The latest data indicates that Binance reserve ratio of Bitcoin has hovered around 20–21% (stable) for most of the time, with brief spikes in late July and early August that touched approximately 22–23% before quickly returning to its normal range.

The overall trend during this period has been slightly upward (an increase of about 1–2 percentage points at best), meaning that Binance's reserve share has remained significant without a dramatic structural shift.

What does this mean for the market?

Liquidity Concentration and the Role of “Price Making”

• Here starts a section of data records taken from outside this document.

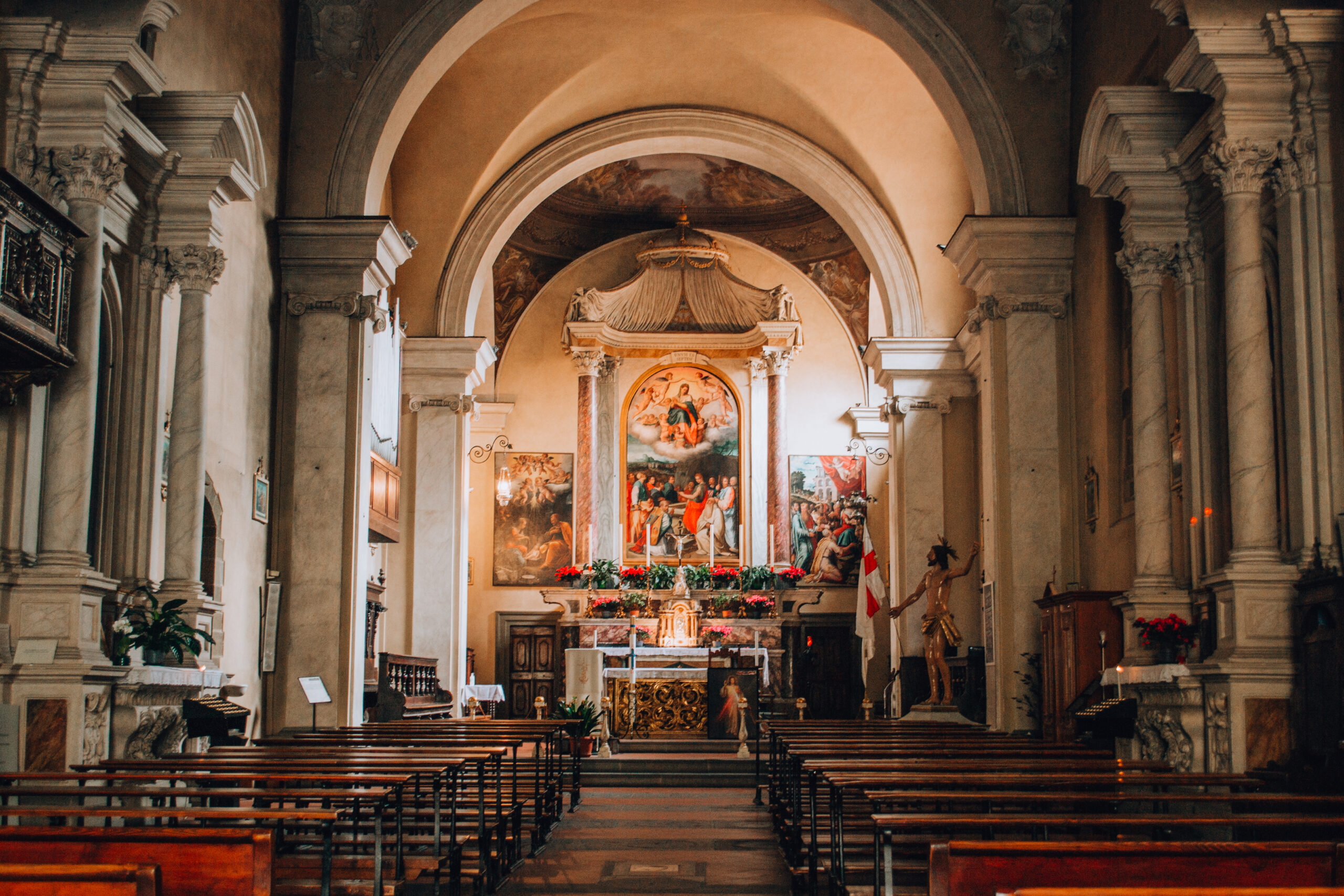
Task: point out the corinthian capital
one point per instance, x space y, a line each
88 174
1146 263
588 362
1240 166
195 267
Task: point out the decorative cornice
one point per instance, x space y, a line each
349 304
908 404
588 362
994 308
456 404
195 267
1240 166
1146 263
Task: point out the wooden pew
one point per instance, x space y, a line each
975 868
193 861
80 880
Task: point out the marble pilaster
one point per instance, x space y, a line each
197 269
777 453
437 379
589 366
331 275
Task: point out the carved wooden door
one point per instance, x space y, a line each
531 669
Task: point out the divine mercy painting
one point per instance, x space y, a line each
682 493
827 516
534 532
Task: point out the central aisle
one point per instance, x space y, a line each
627 840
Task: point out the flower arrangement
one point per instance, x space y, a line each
701 577
660 577
716 635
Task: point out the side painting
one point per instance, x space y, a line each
534 532
682 468
826 529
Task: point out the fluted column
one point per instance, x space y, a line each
195 269
589 364
1241 168
1144 267
777 450
85 176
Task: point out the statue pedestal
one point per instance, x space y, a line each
925 712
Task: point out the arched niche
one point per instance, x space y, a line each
441 31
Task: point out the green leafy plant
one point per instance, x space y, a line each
701 577
581 716
160 628
660 577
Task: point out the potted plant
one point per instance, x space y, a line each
757 604
635 604
660 577
634 577
723 605
699 578
725 577
604 605
159 630
716 636
604 574
573 577
581 719
1168 636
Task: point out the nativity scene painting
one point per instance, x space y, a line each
534 532
827 513
682 473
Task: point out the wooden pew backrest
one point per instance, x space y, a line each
80 880
985 868
218 861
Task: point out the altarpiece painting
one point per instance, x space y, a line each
682 468
534 532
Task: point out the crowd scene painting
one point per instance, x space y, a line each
682 493
826 518
534 532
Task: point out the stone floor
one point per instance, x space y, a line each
666 841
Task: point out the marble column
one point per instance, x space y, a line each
777 452
589 364
85 178
1241 167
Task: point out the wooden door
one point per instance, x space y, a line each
531 669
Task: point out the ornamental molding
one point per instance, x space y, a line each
349 304
1147 263
466 405
1240 166
194 267
994 308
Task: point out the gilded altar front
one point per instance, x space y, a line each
662 705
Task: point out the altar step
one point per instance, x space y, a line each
652 772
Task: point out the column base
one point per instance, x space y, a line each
1148 599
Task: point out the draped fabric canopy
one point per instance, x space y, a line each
683 284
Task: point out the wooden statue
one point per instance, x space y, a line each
939 628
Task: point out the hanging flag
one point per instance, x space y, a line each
872 592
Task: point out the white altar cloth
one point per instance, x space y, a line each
1144 675
761 655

A 20%+ share means that a significant portion of tradable Bitcoin resides on Binance, thereby amplifying its flows and order activity in influencing global price movements (funding rates, order book delta).

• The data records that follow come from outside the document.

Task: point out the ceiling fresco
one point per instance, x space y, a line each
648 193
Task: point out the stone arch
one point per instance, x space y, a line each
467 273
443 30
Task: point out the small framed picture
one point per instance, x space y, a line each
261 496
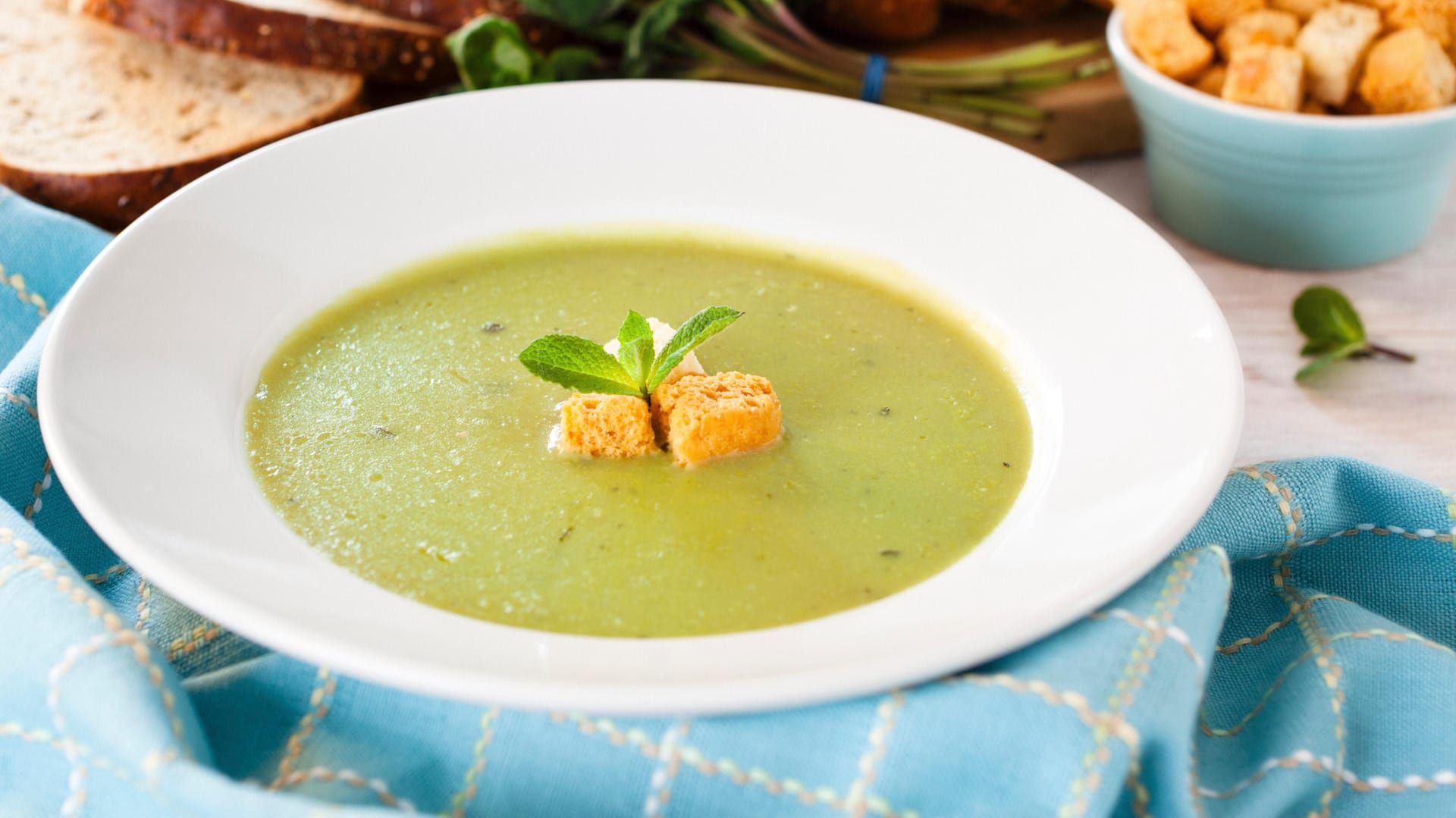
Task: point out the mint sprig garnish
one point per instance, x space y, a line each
637 351
1332 331
577 363
584 365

The recent upward spikes (22–23%) may reflect net transfers to Binance (deposits) or a decrease in the reserves of competing platforms.

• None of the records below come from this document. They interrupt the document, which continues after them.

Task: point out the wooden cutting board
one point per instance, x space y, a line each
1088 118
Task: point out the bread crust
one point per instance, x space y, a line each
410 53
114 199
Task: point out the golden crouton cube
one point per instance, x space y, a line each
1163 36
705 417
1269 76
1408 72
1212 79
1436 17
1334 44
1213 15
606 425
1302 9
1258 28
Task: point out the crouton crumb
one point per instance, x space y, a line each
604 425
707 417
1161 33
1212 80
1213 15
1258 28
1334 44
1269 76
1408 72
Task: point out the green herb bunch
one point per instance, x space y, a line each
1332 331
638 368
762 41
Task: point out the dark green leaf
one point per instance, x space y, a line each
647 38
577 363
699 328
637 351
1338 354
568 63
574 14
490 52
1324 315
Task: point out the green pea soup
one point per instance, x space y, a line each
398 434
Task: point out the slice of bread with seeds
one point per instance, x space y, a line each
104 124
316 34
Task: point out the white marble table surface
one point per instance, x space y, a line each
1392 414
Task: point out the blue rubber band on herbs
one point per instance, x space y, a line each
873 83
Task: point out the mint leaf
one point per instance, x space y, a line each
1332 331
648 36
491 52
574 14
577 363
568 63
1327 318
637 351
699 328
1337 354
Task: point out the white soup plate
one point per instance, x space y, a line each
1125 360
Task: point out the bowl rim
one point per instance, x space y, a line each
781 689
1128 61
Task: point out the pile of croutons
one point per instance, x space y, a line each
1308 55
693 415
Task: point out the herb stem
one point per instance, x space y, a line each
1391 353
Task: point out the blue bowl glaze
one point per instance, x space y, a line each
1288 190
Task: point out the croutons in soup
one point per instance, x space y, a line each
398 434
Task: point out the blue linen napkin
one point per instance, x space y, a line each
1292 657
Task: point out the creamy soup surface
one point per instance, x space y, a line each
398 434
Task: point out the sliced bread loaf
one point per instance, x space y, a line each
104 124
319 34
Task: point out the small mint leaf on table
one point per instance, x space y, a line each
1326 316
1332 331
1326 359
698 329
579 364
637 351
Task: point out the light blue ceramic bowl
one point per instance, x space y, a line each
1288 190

In both cases, the short-term outcome is an increase in the available supply on Binance compared to others, which tends to ease buying pressure and potentially increase price resistance if accompanied by a selling sentiment or high positive funding rates.

This rapid return to the 20–21% range suggests that the change was not structural; in other words, there has not yet been a permanent shift of Bitcoin to Binance at the expense of other platforms, but rather a temporary or tactical move.

Impact in a Derivatives-Dominated Environment

Given the dominance of futures trading on Binance, a high reserve share means that liquidation risks (both long and short) become more significant, as a larger portion of supply and liquidity is concentrated on a single platform.

Rising ratio with a rising price: This could indicate a steady feed of supply on Binance, which may weaken the likelihood of a strong upside breakout unless robust spot demand enters.

Falling ratio with a rising price: Usually a sign of a healthier uptrend, as it suggests relatively scarce supply on Binance.